Ella, desde luego, había tratado de espabilarlo, sacudirlo como si le sacara de encima una capa de polvo. La sordera había sido lo primero que se había interpuesto entre los dos, como una pared. Su hijo nunca le había faltado al respeto, pero tampoco parecía tener fuerzas para conversar con adivinanzas y, desde luego, con los apuntes en cuadernillos o la tabla para rotuladores pegada en la puerta de la nevera. Él mismo había tenido la iniciativa de insistirle al otorrino en que le recomendara audífonos a la madre, como había hecho después de la primera y hasta de la segunda timpanoplastia; el otorrino le explicó que poco ayudaban en los casos de sordera neural. Bobby trató de argumentar, buscar alternativas; pero acabó aceptándolo. Y dejó de invertir energías en una guerra perdida. La muerte de Roger contribuyó a que no se entendieran: el cadáver con los ojos abiertos les había hecho ver que ellos también serían cadáveres, tarde o temprano, y que los ojos, o los oídos, o lo que fuese, irían a parar a la gélida inutilidad desvanecida en el hospital, menos real que sus recuerdos inexactos. Kristen no sabía si Bobby lo pensaba; pero ella sí —lo temía, mejor dicho. Con frecuencia las ideas, más que a sí mismas, se parecen al miedo de tenerlas. Cualquier intento de recuperar la esperanza era un desperdicio de horas mejor aprovechadas en la comida, la televisión y en la callada paz de la paciencia—.

Kristen se sentía culpable, no tanto de sus ingobernables problemas de salud o su viudez como de no poder o no atreverse a liberar a Bobby de la carga que ella empezaba a ser. Bobby, sin faltar a sus deberes de hijo, se había convertido en marido que la mantenía y, de vez en cuando, en audífono viviente, traductor simultáneo que mediaba entre la pecera que tenía por cráneo y el mundo exterior. En eso había algo más que obligación familiar, inercia o tolerancia con una vieja. Ella no quería tanta mala suerte para su hijo, aunque tampoco divisaba una solución a corto plazo: parientes no le quedaban; había sido hija única de hijos únicos y en algunos momentos pensaba que arrastraba cierto tipo de soledad en la sangre, un Rh triste además de negativo. Pero esa sensación de precipicio abierto a cada paso confirmaba el amor que le tenía a Bobby, lo único que esparcía ecos en su mente cuando se ponía a meditar. En las noches en vela, era el lazo que la unía al hombre ya maduro que dormía con su sombra en otra habitación y era el único sustituto de las palabras, los ruidos del día a día o la música —que a estas alturas no sabía qué había sido. Siempre tuvo mala memoria para recordar letras y tonadas; ahora era muy tarde para esforzarse en aprenderlas o recuperarlas. A Bobby, de pequeño, casi no llegó a cantarle. Para dormirlo siempre lo había mecido, como si la oscilación de la marea o los movimientos del regazo fuesen más efectivos que otras curas para las enfermedades, los terrores y la noche—.

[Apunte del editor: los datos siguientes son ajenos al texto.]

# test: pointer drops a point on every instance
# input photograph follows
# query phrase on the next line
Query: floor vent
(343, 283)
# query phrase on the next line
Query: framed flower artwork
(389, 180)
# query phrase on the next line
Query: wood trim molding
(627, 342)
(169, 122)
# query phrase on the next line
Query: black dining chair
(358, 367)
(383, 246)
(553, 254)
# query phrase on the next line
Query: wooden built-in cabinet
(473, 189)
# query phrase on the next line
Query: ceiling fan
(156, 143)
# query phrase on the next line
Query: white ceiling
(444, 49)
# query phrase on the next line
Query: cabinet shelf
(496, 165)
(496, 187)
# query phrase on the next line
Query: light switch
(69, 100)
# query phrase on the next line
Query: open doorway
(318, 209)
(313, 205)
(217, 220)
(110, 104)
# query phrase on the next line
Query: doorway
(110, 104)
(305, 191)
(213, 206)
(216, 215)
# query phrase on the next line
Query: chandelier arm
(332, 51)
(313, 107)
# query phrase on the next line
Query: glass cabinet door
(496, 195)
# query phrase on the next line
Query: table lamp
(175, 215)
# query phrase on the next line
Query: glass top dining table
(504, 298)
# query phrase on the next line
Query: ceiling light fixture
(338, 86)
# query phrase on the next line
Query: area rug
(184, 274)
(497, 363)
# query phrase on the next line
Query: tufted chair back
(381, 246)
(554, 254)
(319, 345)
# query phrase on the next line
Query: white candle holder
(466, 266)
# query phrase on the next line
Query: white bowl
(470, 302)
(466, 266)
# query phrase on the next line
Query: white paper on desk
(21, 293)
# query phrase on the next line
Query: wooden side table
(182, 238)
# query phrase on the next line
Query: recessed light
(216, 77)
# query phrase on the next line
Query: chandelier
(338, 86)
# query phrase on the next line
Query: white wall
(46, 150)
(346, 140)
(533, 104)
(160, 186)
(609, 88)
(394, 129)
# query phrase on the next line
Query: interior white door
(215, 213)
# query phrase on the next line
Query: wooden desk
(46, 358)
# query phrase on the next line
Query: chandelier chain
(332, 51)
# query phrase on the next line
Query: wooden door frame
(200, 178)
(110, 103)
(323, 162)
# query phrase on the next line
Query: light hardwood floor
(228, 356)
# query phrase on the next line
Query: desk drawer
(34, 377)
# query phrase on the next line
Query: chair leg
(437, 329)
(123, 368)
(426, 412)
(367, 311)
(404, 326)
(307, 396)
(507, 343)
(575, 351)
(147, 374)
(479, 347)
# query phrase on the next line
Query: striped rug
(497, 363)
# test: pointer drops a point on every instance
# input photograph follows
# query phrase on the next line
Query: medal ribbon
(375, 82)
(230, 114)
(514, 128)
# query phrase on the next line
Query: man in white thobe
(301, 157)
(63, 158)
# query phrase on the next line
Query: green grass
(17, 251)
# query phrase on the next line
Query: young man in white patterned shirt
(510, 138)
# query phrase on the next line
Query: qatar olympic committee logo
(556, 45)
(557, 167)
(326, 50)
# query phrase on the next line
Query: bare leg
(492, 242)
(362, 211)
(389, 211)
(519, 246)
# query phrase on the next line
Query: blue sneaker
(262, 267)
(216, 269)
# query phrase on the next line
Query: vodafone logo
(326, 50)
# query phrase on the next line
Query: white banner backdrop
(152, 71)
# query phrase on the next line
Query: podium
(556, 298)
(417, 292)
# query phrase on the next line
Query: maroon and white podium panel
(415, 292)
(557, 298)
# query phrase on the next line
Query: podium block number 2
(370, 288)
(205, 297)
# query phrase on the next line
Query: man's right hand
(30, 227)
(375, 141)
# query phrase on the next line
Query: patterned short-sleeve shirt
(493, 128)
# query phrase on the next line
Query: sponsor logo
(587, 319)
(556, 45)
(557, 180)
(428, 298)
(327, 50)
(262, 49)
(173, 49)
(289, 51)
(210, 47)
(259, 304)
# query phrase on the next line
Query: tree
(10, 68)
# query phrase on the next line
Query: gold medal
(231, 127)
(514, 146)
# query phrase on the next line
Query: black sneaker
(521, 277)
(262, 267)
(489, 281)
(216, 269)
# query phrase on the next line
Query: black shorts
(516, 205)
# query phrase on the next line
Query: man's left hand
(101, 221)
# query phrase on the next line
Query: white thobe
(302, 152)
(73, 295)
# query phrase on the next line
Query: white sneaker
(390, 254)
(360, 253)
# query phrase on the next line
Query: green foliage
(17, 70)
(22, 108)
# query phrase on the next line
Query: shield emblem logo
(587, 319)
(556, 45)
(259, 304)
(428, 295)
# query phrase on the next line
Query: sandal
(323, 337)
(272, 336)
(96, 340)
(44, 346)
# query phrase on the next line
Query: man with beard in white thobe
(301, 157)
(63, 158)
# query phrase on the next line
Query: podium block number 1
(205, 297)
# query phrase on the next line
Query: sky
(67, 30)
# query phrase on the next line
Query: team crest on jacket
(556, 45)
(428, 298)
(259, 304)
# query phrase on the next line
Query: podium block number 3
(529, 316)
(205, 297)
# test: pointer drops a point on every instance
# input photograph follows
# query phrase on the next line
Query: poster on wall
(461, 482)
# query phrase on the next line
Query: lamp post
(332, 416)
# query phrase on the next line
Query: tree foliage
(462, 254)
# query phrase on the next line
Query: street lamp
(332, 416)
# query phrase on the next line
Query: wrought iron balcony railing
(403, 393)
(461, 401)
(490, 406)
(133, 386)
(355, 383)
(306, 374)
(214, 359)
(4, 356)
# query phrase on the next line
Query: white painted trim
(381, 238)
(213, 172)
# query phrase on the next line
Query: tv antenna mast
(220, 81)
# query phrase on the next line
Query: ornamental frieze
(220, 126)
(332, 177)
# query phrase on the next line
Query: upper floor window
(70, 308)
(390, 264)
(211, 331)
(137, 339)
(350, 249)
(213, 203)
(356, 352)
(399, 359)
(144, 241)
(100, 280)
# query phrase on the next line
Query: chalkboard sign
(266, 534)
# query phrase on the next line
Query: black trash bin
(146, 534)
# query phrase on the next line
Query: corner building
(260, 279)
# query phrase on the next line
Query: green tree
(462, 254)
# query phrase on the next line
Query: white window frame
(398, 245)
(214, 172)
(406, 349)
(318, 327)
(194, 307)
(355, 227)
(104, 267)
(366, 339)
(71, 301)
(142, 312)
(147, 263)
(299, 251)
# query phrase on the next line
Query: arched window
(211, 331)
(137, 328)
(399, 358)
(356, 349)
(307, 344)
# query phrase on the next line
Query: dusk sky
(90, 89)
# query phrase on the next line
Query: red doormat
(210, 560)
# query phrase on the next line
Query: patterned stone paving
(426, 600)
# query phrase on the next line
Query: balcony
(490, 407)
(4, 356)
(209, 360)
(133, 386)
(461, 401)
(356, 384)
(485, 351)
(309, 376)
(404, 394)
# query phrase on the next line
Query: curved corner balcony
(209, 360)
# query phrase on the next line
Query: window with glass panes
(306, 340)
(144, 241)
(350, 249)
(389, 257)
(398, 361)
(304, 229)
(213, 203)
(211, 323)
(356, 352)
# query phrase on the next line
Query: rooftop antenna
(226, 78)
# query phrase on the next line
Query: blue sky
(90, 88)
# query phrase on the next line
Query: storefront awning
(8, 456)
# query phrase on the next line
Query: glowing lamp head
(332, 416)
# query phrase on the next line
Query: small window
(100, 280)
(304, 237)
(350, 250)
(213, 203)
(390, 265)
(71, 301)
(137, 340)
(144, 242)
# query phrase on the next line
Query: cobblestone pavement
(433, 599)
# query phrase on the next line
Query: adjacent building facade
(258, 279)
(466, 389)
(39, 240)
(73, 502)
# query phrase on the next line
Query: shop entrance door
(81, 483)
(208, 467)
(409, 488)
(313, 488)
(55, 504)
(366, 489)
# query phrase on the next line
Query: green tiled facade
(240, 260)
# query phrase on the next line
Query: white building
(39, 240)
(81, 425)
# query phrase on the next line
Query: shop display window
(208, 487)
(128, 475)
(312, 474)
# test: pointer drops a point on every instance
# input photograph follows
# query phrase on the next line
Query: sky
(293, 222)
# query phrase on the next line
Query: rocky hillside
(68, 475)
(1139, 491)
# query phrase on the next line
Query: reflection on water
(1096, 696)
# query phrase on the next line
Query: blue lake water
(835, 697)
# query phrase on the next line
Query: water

Amistades no tenían demasiadas. El único vecino con quien Bobby había jugado, un tal Pete, se había esfumado cuando los dos llegaron a la adolescencia. Y eso no le había sentado mal a ella: aquel niño tenía algo de fantasma; la timidez, la palidez, cierta transparencia. Pero había sido un amigo de su hijo, que era lo único que importaba. Los padres, al parecer, vivían de desastre en desastre financiero —él se dedicaba a la fontanería; ella trabajaba de cajera en un supermercado—; un día declararon bancarrota y perdieron la casa. Como ocurrió durante una de las crisis de sus oídos, Kristen no tuvo oportunidad de hablar con ellos y averiguar los detalles. Más o menos restablecida, se enteró de que se habían mudado. Bobby aceptó como sustitutos la televisión o los juegos solitarios; nunca se había mostrado interesado en buscar amistades. Por otra parte, los muchachos de las inmediaciones eran mucho mayores o menores que él. Kristen tampoco era partidaria de ir a tocar a las puertas ajenas para llevar galletas o pasteles que cada vez menos horneaba: no le gustaba que le tuvieran lástima, fuese por la sordera, fuese por la viudez, fuese por el deterioro que poco a poco se apoderaba de la fachada de la casa, tartajosa, con escamas de pintura que se levantaban y desprendían.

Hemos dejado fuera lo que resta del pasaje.